Let’s start by defining the class we will use to build our model. For this example, we will be using the Seaborn library and the confusion metric method from the metrics module. We will also store the training and test sets as attributes of our parent:

from sklearn.metrics import confusion_matrix
import seaborn as sns

class Model:
   def __init__(self):
       self.n_estimators = 10
       self.max_depth = 10
       self.y_test = y_test
       self.y_train = y_train
       self.X_train = X_train
       self.X_test = X_test

Next, we can define a fit method that fits a random forest classifier to our training data:

from sklearn.metrics import confusion_matrix
import seaborn as sns

class Model:
   ...
   def fit(self):
       self.model = RandomForestClassifier(n_estimators = self.n_estimators, max_depth = self.max_depth, random_state=42)
       self.model.fit(self.X_train, self.y_train)

Finally, we can define a predict method that returns model predictions:

from sklearn.metrics import confusion_matrix
import seaborn as sns

class Model:
  ...
  def predict(self):
       self.y_pred = self.model.predict(X_test)
       return self.y_pred

Now we can define our child class. Let’s call our child class “ModelVisulaization.” This class will inherit the method and attributes of our Model class:

class ModelVisualization(Model):
   def __init__(self):
       super().__init__()

We will extend our model class by adding a method that generates a confusion matrix:

class ModelVisualization(Model):
   def __init__(self):
       super().__init__()

   def generate_confusion_matrix(self):
       cm = confusion_matrix(self.y_test, self.y_pred)
       cm = cm / cm.astype(np.float).sum(axis=1)
       sns.heatmap(cm, annot=True, cmap='Blues')

Now we can define an instance of our child class and plot our confusion matrix:

results = ModelVisualization()
results.fit()
results.predict()
results.generate_confusion_matrix()

This generates the following:

A data visualization in Seaborn — Image: Screenshot.

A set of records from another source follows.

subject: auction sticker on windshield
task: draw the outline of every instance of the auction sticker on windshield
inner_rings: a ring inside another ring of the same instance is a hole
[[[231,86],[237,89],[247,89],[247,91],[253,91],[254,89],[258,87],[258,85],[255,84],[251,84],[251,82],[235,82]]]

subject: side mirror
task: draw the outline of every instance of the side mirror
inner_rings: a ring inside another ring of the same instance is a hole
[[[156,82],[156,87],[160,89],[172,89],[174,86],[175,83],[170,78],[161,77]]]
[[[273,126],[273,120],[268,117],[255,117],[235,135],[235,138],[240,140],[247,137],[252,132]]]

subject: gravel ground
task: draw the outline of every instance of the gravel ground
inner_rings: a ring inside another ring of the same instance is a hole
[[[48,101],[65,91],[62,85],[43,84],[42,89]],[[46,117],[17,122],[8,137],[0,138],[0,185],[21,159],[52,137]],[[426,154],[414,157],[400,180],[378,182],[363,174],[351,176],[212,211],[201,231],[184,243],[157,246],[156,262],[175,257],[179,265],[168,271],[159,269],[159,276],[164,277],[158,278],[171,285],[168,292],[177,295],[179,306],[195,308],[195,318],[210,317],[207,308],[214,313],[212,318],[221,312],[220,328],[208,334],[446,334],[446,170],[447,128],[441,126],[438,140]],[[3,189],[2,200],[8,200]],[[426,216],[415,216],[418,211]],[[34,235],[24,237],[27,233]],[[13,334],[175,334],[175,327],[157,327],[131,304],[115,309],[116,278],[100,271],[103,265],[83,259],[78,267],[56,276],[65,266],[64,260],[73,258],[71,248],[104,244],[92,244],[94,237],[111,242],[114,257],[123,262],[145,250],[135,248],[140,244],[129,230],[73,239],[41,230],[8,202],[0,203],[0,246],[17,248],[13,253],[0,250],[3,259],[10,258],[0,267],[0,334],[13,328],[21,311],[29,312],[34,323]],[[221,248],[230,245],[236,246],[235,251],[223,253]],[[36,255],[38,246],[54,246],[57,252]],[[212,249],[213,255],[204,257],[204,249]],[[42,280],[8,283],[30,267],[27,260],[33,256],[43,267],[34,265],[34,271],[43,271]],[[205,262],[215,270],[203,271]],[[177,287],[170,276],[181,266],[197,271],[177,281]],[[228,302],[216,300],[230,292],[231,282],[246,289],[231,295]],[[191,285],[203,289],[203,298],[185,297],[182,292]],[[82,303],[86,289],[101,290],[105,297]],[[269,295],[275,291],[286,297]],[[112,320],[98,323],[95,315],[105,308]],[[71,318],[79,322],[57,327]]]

Obviously, there is some freedom around how you design custom classes, whether they’re children of classes in existing packages or of other custom parent classes. Depending on your use case, one route may make more sense than another. For example, if you simply wish to add a small number of additional attributes and methods, extending an existing class may be more appropriate. If a large number of tasks need to be customized, building custom parent and child classes would be more appropriate.

Python class inheritance can be extremely useful for data science and machine learning tasks. Extending the functionality of classes that are part of existing machine learning packages is a common use case. Although we covered extending the random forest classifier class here, you can also extend the functionality of the Pandas dataframe class and data transformation classes such as standard scaler and min max scaler. Having a general understanding of how to use Python inheritance to extend existing classes is valuable for data scientists and machine learning engineers.

Further, there are instances where many tasks that are part of distinct workflows need to be customized. We considered the example of extending a custom class that we used to build a classification model with visualization functionality. This allows us to inherit the methods and attributes of the modeling class and generate visualizations in the child class.

The code from this post is available on GitHub.